Building a 3-Tier Multi-Region High Availability Architecture with Terraform
Adherence to best practices, scalability, and accuracy are necessary when deploying a three-tier design across several locations.
In our last blog here, we illustrated how to deploy a core infrastructure. We are now taking things a step further by developing our idea into a three-tier architecture. This entails adding a database layer, providing high availability by duplicating infrastructure across regions, and employing Terraform modules and aliasing to improve modularity and reuse.
Overview
A three-tier architecture separates the system into logical layers, each serving a specific purpose:
Frontend Layer:To ensure high availability and fault tolerance, an Auto Scaling Group (ASG) has been deployed behind an Application Load Balancer (ALB).
Application Layer: Hosted on instances in private subnets. These instances employed NAT Gateways in public subnets for outbound internet access, which kept them secure. Application configurations were maintained using a launch template. Each instance had an instance profile, which granted access to specific AWS resources like Secrets Manager (for database credentials) and an S3 bucket.
Database Layer: An Amazon RDS instance is kept within a private subnet. This database was only available to application instances, establishing strong security boundaries. We set up read replicas for failover and performance optimization.
Creating Aliases for Multi-Region Resources
The usage of Terraform aliases was one of the project's significant advances. Aliases enabled us to create numerous configurations for a single provider, resulting in smooth deployment across multiple regions.
This reduces the need to duplicate code and maintain distinct setups.
provider "aws" {
alias = "primary"
region = var.primary_region
}
provider "aws" {
alias = "secondary"
region = var.secondary_region
}
With these aliases, we could duplicate our previous resources, like the vpc module, in other regions.
module "vpc" {
source = "../../modules/vpc"
cidr_block = var.primary_cidr_block
dns_hostnames = true
desired_azs = 2
private_subnets_no = 3
public_subnets_no = 2
providers = {
aws = aws.primary
}
}
module "vpc_secondary" {
source = "../../modules/vpc"
cidr_block = var.secondary_cidr_block
dns_hostnames = true
desired_azs = 2
private_subnets_no = 2
public_subnets_no = 1
providers = {
aws = aws.secondary
}
}
Enabling Module Reuse
To ensure that the VPC module worked seamlessly with provider aliases, we updated its terraform block to include the configuration_aliases attribute
terraform {
required_providers {
aws = {
source = "hashicorp/aws"
configuration_aliases = [aws]
}
}
}
This setting enabled the VPC module to accept aliased providers without requiring any additional adjustments. What was the result? One module, two regions, and a much simpler Terraform configuration.
Why This Approach?
Avoids Code Duplication: The same VPC module can be reused for any number of regions by simply passing the appropriate parameters.
Enhances Modularity: The VPC module remains clean, reusable, and easy to maintain.
Improves Scalability: Adding more regions or environments becomes trivial—just add another module block and pass a new provider alias.
Attaching an Instance Profile
Instance profiles in AWS enable your EC2 instances to automatically take an IAM role.
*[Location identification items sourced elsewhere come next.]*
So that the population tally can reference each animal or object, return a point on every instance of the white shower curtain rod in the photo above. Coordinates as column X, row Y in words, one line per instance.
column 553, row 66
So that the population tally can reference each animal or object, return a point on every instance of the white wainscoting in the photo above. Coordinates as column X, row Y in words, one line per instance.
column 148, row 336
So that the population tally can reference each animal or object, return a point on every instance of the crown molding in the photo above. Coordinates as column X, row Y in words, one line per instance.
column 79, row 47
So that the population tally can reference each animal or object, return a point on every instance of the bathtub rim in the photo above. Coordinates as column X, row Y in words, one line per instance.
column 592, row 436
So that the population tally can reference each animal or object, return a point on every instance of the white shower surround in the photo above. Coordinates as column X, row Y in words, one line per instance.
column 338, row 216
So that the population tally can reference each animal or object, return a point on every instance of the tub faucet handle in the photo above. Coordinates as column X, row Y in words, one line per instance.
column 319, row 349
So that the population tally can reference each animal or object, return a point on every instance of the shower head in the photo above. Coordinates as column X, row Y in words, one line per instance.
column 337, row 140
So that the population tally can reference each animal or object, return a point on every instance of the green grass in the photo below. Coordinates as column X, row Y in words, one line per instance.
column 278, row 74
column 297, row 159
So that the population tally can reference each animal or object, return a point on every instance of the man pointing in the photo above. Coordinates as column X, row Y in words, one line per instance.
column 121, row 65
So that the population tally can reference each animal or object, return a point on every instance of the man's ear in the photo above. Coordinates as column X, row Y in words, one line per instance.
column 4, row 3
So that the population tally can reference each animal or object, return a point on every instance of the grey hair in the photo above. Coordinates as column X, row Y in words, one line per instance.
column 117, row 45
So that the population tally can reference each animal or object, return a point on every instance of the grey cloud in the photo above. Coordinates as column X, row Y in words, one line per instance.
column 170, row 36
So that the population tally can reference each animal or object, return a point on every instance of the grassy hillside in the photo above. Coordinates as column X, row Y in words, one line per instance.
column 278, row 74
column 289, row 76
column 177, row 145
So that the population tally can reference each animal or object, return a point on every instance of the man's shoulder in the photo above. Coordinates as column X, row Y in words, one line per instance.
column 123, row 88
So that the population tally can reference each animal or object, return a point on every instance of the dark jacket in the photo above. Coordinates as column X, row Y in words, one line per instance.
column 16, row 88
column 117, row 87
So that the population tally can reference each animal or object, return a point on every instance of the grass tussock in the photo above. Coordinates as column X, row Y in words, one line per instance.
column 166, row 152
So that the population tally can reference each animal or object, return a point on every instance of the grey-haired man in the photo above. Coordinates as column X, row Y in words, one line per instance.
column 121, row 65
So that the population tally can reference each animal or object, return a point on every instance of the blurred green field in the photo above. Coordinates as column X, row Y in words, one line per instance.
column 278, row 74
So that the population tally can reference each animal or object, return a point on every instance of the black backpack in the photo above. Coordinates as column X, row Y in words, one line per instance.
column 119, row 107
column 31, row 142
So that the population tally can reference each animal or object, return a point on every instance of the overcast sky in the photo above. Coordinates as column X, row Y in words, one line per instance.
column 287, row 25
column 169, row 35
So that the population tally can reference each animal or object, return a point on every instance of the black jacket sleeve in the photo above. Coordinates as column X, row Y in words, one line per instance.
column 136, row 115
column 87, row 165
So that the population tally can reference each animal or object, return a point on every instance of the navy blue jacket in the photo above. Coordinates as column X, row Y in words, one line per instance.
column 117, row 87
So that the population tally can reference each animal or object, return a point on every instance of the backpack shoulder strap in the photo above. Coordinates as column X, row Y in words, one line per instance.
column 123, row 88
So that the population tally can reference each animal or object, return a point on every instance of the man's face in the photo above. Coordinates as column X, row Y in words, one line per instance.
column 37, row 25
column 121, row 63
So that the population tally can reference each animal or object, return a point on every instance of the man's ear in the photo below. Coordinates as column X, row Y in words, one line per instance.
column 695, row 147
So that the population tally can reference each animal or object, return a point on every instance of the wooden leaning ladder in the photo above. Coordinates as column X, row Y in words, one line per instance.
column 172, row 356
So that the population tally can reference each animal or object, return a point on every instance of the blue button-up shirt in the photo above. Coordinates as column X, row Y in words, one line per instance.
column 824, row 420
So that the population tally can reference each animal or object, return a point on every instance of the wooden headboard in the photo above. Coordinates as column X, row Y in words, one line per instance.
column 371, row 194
Consider it like offering your instances their own "ID card" to safely access other AWS services.
To keep things clean, we'll:
Leverage a shared module for policies
Use an IAM role for EC2: The role will attach necessary policies for accessing Secrets Manager, S3, and RDS.
Attach the role to an instance profile
Policy Module
data "aws_secretsmanager_secret" "secret" {
name = var.secret_name
}
data "aws_secretsmanager_secret_version" "secret_version" {
secret_id = data.aws_secretsmanager_secret.secret.id
}
locals {
secret_data = jsondecode(data.aws_secretsmanager_secret_version.secret_version.secret_string)
}
data "aws_caller_identity" "current" {}
resource "aws_iam_policy" "ec2_policy" {
name = "CombinedEC2Policy"
description = "Combined policy for accessing Secrets Manager, RDS, and S3"
policy = jsonencode({
Version = "2012-10-17",
Statement = [
{
Effect = "Allow",
Action = ["secretsmanager:GetSecretValue", "secretsmanager:DescribeSecret"],
Resource = data.aws_secretsmanager_secret.secret.arn
},
{
Effect = "Allow",
Action = "rds:DescribeDBInstances",
Resource = "arn:aws:rds:${var.region}:${data.aws_caller_identity.current.account_id}:db:*"
},
{
Effect = "Allow",
Action = ["s3:GetObject", "s3:PutObject", "s3:ListBucket"],
Resource = ["${var.source_bucket.arn}", "${var.source_bucket.arn}/*"]
}
]
})
}
Now that we've defined our shared policies, the next step is to set up the instance profile.
IAM Role Definitions
resource "aws_iam_role" "secret_role" {
name = "ec2-secrets-role"
assume_role_policy = jsonencode({
Version = "2012-10-17",
Statement = [
{
Effect = "Allow",
Principal = {
Service = "ec2.amazonaws.com"
},
Action = "sts:AssumeRole"
}
]
})
}
Attaching Policies to the Role:
Using the shared policies defined earlier, we attach the following:
Secrets Manager Policy: Allows retrieving secrets for sensitive configurations.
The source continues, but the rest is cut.